Über soziale Medien laufen Petitionen zum „Schutz vor illegaler Einwanderung“ oder weil angeblich „Illerkirchberg überall“ ist. Völkisch gesinnte Zeitgenossen planen einen „Trauermarsch“ in Illerkirchberg. Dinge, die man schon kennt im Zusammenhang mit Kapitalverbrechen, die Flüchtlinge begehen. Aber es gibt auch die Besonnenen, die mahnen, vom Einzelnen nicht aufs Ganze zu schließen. Mittendrin die Betroffenen. Die Familie von Ece gehört zur alevitischen Gemeinde Ulm, am Mittwoch aber kommt es auf dem Friedhof Oberkirchberg zur ersten ökumenischen Beerdigung von Aleviten und Sunniten überhaupt in der Region. Der Tod eines Kindes wird Anlass einer Versöhnung – auch das ist möglich.

Drama nach dem Drama

Noch ein trauriges Ereignis am Donnerstag: Einer der Eritreer, die am Montag kurzzeitig zu den Verdächtigen gehörten, wirft sich im Bahnhof der nahen Grenzstadt Senden gegen 13 Uhr vor einen Güterzug und stirbt.
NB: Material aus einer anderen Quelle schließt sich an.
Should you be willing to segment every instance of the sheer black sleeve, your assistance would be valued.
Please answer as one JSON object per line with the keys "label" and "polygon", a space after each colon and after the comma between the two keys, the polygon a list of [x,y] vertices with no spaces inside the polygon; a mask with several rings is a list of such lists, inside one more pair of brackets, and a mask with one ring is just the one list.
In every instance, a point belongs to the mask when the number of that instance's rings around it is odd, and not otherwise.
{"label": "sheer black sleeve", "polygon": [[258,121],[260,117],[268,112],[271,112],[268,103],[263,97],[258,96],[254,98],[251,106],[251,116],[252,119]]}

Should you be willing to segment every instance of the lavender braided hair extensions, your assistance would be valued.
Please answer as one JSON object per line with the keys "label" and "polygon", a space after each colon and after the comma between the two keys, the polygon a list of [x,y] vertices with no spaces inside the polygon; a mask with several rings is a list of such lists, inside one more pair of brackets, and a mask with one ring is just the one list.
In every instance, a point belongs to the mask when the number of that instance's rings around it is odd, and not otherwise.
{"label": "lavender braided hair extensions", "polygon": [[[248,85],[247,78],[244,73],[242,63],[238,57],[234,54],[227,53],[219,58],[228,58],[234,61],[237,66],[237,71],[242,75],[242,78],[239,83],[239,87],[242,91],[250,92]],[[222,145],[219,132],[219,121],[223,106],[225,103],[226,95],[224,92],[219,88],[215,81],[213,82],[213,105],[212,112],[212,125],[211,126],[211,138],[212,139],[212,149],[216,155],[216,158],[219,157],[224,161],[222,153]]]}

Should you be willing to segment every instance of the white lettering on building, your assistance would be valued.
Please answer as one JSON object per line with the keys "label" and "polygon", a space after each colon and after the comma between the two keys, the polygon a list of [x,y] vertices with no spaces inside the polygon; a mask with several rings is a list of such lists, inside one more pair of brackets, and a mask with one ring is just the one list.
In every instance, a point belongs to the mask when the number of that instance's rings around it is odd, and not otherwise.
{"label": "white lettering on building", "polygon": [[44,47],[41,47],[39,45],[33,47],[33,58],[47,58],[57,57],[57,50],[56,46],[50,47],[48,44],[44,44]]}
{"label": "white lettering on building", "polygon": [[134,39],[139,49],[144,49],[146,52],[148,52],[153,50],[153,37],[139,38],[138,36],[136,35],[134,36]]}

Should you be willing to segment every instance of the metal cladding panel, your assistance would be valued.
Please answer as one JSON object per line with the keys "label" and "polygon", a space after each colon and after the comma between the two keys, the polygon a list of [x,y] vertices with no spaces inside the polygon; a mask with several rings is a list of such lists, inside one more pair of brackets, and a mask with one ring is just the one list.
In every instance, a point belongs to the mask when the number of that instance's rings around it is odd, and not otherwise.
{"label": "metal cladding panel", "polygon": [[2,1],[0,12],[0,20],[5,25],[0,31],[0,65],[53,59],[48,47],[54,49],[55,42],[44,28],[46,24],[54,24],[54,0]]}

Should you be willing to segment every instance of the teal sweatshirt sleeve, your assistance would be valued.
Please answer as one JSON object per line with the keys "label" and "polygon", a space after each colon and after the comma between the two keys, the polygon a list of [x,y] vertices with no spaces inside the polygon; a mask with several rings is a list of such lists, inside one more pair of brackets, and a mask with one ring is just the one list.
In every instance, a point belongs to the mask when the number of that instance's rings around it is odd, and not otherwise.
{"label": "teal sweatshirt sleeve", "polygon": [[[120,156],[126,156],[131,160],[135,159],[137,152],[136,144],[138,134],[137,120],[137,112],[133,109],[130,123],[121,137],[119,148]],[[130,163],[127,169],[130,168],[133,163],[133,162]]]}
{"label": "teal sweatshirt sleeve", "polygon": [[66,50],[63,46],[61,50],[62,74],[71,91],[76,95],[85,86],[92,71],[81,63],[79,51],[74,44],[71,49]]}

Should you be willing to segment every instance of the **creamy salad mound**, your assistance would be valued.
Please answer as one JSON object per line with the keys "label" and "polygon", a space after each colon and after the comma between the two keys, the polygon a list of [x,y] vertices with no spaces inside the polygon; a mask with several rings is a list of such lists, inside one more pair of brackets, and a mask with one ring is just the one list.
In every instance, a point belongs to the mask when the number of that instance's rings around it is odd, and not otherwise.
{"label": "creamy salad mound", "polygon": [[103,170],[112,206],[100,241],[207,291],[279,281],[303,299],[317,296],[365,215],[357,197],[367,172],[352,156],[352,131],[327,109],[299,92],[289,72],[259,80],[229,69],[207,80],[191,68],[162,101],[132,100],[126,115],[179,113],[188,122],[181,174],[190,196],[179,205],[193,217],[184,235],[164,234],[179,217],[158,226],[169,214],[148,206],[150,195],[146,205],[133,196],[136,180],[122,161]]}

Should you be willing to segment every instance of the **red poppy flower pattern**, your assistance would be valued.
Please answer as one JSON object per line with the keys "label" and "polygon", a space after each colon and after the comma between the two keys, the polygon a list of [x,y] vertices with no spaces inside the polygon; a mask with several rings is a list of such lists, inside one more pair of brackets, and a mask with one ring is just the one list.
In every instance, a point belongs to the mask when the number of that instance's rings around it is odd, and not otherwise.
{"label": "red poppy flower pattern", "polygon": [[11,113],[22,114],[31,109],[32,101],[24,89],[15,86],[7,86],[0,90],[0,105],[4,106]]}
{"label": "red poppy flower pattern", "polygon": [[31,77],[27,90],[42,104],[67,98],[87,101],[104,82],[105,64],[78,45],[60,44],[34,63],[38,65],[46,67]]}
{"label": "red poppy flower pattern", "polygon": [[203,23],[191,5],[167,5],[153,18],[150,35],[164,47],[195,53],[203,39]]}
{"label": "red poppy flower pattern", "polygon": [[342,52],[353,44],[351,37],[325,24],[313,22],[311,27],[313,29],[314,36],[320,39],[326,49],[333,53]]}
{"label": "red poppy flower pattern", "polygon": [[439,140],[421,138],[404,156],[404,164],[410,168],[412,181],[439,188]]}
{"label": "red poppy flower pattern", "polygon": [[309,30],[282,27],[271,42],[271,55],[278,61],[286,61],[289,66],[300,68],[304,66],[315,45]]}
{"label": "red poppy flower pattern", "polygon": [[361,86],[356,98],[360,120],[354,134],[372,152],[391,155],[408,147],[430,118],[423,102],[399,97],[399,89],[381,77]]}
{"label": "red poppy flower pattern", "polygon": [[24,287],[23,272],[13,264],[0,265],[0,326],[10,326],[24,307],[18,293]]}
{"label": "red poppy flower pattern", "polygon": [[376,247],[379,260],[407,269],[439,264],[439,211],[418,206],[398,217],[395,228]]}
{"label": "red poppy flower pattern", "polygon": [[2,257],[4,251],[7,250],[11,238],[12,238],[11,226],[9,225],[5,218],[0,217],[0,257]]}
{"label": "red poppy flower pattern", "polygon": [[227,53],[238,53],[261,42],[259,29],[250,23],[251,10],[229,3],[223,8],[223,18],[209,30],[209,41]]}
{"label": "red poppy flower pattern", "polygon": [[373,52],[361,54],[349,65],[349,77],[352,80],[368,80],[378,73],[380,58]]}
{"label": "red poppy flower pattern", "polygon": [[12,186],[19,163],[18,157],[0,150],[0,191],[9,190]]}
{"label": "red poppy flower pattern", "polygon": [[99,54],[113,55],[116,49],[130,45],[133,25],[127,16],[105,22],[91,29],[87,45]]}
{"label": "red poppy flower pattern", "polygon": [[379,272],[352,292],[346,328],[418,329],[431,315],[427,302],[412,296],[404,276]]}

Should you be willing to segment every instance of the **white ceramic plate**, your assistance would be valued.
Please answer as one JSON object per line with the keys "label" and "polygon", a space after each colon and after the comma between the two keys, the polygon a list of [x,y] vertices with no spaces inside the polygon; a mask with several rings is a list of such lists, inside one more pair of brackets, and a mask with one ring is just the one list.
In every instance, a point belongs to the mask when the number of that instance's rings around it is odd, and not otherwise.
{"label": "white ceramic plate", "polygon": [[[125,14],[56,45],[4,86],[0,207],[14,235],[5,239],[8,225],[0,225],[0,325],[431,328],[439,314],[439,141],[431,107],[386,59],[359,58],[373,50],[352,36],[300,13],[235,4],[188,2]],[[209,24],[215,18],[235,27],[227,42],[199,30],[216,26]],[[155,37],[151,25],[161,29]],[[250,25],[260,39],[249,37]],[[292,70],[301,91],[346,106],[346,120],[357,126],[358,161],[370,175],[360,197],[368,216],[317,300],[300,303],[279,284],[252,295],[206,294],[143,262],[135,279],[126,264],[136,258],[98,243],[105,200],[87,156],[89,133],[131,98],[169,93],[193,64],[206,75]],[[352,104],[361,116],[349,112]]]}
Was den 25-jährigen Mann dazu trieb, ermittelt nun jedoch nicht Ulm, sondern die Staatsanwaltschaft Memmingen. Zuständigkeitshakeleien haben an der Landesgrenze schon manche Ermittlung behindert, etwa in Bezug auf Rockerkriminalität. Ob es einen Abschiedsbrief gibt, eine letzte erklärende Mail oder andere Zeugen, die womöglich auch über Eces Tod etwas sagen könnten, ist derzeit nicht bekannt.